On the night of 14 October 2004, a group of 6 to 7 poorly armed and organised individuals attacked the little south eastern town of Kilwa. Calling their selves the Mouvement Révolutionnaire de Libération du Katanga (MRLK), a rebel movement seeking the independence of Katanga, the next day they took over the town and about 100 youths voluntarily joined their ranks. No human rights violations were reported during this period. However, in response, and for fear for their nearby mining operations, the Australian company Anvil Mining called in the 62th Infantry Brigade of the Congolese army stationed in Pweto, about 135 kms away, and provided trucks, drivers, food and other logistical support to facilitate their movement to Kilwa. The army invaded the town in full force, bombing homes and conducting arbitrary arrests, unlawful detentions, torture, pillage and summary executions.
A UN Mission in Congo (MONUC) investigation carried out 22-24 October 2004 put the death toll at 73, including summary executions of 28 arrestees. In 2007, 8 accused army commanders and 3 Anvil Mining employees were brought before a military court but the case was dismissed. An appeal against this decision was also dismissed on procedural misconduct thus blocking any chances of reparation for the victims.
Alleged violations of the African Charter on Human and Peoples’ Rights
The complainants therefore allege the violation of their rights as guaranteed by the African Charter. In particular, they allege violations of;
Article – 1 Obligation of Member States
Article – 4 Rights to life
Article – 5 Prohibition of Torture
Article – 6 Protection from Arbitrary Arrest
Article – 7(1) Right to fair trial
Article – 14 Right to Property
Article – 26 Duty to Guarantee Independence of Courts
This communication was filed before the African Commission on Human and Peoples’ Rights
Status of the Communication
The people of Kilwa represented by IHRDA, Action contre l’impunité des droits humains (ACIDH) and Rights and Accountability in Development (RAID) filed a communication before the African Commission on Human and Peoples’ Rights (ACmHPR) against the Democratic Republic of Congo. The case on alleged violation of the rights of the people of Kilwa by the military, equipped by an Australian Mining Company in Katanga called Anvil Mining, was dismissed at the national level.
The communication made progress by moving from the seizure stage to the admissibility stage. Unfortunately, it has been at the admissibility stage for 2 year 4 months (6 May 2011 – date) before the ACmHPR. After an unsatisfactory pursuit at the national level, justice is yet to be served.

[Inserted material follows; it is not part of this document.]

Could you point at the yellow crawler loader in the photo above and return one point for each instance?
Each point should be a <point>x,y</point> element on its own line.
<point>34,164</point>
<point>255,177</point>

The communication, relating to human rights violations which occurred in Kilwa in October 2004, was seized of by the African Commission in November 2010.The case is filed on behalf of Pierre Kunda Musopelo, Ulimwengu Lukumani, Ulimwengu Nombele (all of late) and two victims who have elected anonymity for fear of reprisals. The complainants allege that the events which took place in the south-eastern rural area of Kilwa and the subsequent failure of the Congolese government to ensure reparation for victims are in violation of several provisions of the African Charter on Human and Peoples’ Rights.
IHRDA’s litigation partners in this communication are Action contre l’impunité des droits humains (ACIDH) and Rights and Accountability in Development (RAID).